Até 2018, os gastos públicos com Educação representavam 4% do Produto Interno Bruto (PIB – soma de todas as riquezas de um país). O porcentual permanece inalterado até hoje, mesmo com a pandemia que obrigou a tomada de decisões em todos os setores e, no ambiente escolar, ao fechamento prolongado das escolas e das universidades. 

Para os estudantes mais carentes a impossibilidade de ir à escola e a alternativa do ensino remoto representaram perdas expressivas. A maioria não dispunha de recursos tecnológico que lhes garantisse participar das aulas e não houve por parte do governo, em tempo hábil, uma operação capaz de oferecer apoio aos milhares de estudantes pobres e suas famílias a fim de que pudessem ser incentivados a acompanhar as atividades na modalidade remota.

A maioria dos países pesquisados pela OCDE aumentou as ações no setor, como por exemplo contratação de professores para acompanhar os estudantes em situação de risco, garantir, sempre que possível, menor número de alunos em sala de aula, e cobertura de reforço escolar.

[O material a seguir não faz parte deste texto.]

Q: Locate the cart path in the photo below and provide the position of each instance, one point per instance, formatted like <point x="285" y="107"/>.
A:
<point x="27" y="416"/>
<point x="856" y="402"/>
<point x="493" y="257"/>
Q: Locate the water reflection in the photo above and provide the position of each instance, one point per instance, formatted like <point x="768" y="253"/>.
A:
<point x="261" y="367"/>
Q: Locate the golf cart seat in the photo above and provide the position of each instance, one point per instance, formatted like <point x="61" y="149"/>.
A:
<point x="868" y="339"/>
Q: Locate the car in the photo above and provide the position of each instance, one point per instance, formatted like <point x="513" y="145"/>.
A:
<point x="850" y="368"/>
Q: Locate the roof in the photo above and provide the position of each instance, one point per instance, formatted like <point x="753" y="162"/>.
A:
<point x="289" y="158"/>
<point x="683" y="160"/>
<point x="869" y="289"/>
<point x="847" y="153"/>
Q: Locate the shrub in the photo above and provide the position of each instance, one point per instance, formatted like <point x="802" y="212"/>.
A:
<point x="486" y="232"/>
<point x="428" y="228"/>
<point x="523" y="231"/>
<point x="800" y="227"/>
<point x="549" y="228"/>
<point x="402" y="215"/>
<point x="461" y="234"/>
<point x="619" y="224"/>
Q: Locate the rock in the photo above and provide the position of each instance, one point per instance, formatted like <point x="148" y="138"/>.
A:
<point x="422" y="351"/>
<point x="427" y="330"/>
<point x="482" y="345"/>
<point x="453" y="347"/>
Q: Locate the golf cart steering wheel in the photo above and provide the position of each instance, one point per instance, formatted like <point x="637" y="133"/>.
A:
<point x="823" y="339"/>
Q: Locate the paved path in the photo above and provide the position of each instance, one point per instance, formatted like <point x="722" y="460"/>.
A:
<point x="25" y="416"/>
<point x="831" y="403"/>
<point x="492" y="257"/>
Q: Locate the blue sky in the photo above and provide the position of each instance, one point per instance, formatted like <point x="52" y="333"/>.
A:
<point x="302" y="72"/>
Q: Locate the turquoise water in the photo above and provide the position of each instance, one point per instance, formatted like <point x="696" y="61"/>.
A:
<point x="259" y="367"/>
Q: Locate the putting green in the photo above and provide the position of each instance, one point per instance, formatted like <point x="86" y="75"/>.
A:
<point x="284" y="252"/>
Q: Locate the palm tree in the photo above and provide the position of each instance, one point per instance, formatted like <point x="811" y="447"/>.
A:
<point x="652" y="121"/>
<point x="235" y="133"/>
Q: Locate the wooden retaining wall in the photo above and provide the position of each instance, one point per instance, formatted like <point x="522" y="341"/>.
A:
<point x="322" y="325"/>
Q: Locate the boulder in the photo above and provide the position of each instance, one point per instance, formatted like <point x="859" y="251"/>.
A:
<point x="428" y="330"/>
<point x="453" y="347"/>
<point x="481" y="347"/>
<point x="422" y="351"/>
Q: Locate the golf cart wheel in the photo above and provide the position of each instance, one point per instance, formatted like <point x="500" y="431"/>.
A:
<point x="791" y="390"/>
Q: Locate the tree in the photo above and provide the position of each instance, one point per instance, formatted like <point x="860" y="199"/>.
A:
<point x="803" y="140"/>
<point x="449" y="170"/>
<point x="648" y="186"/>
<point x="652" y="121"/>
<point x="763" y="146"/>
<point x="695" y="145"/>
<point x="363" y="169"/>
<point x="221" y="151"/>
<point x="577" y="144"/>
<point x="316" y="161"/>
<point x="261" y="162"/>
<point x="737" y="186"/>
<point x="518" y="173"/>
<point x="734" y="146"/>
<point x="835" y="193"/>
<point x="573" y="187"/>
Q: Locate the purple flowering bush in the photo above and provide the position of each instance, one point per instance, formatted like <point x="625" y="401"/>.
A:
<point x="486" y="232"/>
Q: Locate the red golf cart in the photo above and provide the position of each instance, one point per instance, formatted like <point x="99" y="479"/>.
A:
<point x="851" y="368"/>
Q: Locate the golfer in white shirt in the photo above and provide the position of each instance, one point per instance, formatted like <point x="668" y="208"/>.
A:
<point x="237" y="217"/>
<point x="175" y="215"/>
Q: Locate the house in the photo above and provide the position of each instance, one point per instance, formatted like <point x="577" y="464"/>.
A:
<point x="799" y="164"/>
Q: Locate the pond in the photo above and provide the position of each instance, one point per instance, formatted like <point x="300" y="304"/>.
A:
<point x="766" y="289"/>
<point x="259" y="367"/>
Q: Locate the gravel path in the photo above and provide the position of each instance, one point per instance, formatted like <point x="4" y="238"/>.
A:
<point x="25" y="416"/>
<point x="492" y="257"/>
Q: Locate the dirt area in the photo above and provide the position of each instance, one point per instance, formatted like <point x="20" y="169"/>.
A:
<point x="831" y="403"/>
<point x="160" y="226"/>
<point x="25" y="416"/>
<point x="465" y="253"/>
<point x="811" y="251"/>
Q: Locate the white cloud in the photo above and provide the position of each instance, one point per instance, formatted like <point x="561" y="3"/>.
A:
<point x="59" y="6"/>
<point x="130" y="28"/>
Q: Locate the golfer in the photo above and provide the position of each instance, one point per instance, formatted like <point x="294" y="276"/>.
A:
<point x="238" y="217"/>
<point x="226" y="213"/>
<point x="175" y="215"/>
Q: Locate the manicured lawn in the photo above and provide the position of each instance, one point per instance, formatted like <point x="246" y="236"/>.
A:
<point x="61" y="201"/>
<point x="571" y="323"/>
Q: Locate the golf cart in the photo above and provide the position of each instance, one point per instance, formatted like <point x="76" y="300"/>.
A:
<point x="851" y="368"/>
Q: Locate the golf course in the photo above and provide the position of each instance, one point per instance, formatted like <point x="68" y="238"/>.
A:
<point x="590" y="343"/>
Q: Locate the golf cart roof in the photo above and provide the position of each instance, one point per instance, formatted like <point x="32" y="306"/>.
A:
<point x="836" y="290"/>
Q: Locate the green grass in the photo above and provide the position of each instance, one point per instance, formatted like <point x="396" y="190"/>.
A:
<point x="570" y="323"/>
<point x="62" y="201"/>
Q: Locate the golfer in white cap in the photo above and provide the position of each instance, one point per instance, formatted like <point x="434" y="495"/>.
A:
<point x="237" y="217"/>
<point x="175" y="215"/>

No relatório da OCDE, 37% países contrataram mais professores, 30% deles ampliaram o número de professores nos anos finais de curso. Alguns países entre os quais Portugal, Nova Zelândia e Espanha investiram na educação do sistema educacional no período pandêmico. No caso brasileiro, a tomada de decisão foi lenta, retardatária e com falhas que agravaram o retorno às atividades escolares dentro dos padrões de segurança estabelecidos internacional e nacionalmente.

Para os estudantes brasileiros mais carentes, a política adotada no País ajudou a aumentar a violência contra crianças e a fome. Esse segmento tem na escola uma das fontes principais de alimentação, de acordo com inúmeros estudos científicos que monitoram a importância da merenda escolar para os lares mais pobres. Sem essa refeição, crianças e adolescentes tiveram que compartilhar em casa as dificuldades ampliadas pelo isolamento social, a perda do emprego e a falta de auxílio emergencial, medida que demorou a ser tomada pelo governo federal. Restaram nesse convívio a fome, o medo e, em muitos casos, a violência doméstica.